In a departure, Vanguard plans to launch an actively managed single-country China mutual fund in 2022, and chose Wellington Management and Baillie Gifford as the portfolio managers, citing a "track record of outperformance in Chinese equity markets."
The $8.3 trillion fund giant is launching a U.S.-listed China mutual fund, despite Vanguard scrapping its local business in China itself.
Last week, some Chinese companies such as ride-sharing firm Didi dropped plans to list in the U.S., prompting a brutal sell-off in other Chinese companies. A Chinese government crackdown on the technology sector has wiped out roughly $1 trillion of shareholder value this year.
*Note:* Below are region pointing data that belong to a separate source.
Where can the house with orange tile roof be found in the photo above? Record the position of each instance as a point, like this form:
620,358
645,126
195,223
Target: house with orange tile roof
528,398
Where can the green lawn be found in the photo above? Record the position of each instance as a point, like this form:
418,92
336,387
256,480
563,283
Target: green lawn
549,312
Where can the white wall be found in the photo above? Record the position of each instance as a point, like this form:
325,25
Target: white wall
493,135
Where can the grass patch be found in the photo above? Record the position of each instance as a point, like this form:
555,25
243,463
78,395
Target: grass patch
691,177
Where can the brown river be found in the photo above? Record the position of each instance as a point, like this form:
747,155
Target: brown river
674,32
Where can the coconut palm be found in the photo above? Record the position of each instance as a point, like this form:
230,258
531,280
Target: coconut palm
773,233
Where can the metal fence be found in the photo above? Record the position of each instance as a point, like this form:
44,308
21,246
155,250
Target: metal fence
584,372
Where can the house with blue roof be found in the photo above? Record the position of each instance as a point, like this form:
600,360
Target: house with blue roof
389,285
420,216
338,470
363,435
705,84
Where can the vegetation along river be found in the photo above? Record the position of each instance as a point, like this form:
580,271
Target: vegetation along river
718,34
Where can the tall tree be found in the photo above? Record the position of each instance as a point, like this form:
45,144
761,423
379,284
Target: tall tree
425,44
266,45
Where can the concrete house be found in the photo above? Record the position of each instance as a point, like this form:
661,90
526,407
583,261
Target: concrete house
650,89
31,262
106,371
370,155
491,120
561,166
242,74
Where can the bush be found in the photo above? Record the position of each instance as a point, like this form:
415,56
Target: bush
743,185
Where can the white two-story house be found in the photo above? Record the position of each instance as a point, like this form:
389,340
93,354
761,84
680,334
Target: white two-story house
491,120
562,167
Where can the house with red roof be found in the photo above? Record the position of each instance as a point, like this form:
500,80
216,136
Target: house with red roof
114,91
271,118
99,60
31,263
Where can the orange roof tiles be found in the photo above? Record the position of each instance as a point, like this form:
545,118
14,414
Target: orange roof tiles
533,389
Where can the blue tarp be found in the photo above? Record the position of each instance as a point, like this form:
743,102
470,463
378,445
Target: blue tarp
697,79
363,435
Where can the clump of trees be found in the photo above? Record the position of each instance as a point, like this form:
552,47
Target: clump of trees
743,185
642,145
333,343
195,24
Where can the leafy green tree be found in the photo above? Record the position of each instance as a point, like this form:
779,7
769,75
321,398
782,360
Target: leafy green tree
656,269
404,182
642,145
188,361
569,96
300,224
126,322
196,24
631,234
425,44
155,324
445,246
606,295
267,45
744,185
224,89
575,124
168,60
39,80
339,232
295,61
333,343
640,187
Vanguard in November filed an initial registration statement with the U.S. Securities and Exchange Commission to launch Vanguard China Select Stock Fund in the first quarter of 2022. The fund will invest in both onshore and offshore Chinese stocks and U.S.-listed companies.
"Vanguard research indicates that there is an opportunity for talented active managers to generate alpha in China's large, but inefficient, equity market," Kaitlyn Caughlin, head of Vanguard portfolio review department, said in a statement.
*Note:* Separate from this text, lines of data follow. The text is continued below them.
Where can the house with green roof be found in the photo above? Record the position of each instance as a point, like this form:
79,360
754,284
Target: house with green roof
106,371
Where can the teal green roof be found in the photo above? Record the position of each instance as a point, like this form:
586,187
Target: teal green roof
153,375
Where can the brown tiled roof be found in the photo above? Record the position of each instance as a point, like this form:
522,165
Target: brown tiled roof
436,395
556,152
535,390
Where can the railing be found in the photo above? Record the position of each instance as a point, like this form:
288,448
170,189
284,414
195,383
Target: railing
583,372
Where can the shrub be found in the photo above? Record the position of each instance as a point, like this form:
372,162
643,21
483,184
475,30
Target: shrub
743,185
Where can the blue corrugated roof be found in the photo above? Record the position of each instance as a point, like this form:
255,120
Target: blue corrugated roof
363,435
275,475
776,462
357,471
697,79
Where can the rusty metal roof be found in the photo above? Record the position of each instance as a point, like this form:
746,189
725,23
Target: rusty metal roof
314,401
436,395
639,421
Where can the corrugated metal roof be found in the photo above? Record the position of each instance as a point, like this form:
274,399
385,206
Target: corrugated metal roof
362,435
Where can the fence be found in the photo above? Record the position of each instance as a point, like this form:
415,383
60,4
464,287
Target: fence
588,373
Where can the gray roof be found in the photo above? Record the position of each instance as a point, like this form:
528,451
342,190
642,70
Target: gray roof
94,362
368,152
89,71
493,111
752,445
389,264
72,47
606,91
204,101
China is an "important part of both the equity and fixed income allocations of a globally diversified portfolio," the firm said, as the world's second-largest nation by GDP output and the third-largest by stock market capitalization.
And the higher fee makes clear this isn't a classic Vanguard low-cost index fund, though it is cheaper than competitors. The China Select Stock Fund's benchmark is the MSCI China All Shares Index and carries an estimated expense ratio of 0.83% for Investor shares and 0.73% for Admiral shares, compared with an average expense ratio of 1.14% for competing funds, Vanguard said.
China's leader, Xi Jinping, has shaken investors worldwide this year with a pointed campaign to assert state control over the economy. The government has fined big tech companies like Alibaba, the e-commerce titan, and the food-delivery giant Meituan for antitrust violations.
Vanguard took pains to spell out the risks, as this isn't an index fund: "While the fund may offer ... diversification benefits, the single-country focus may expose investors to more acute investment, geopolitical, and regulatory risks. The fund's country-specific concentration may drive ... greater volatility relative to the broad market and therefore should be thoughtfully integrated into a globally diversified portfolio."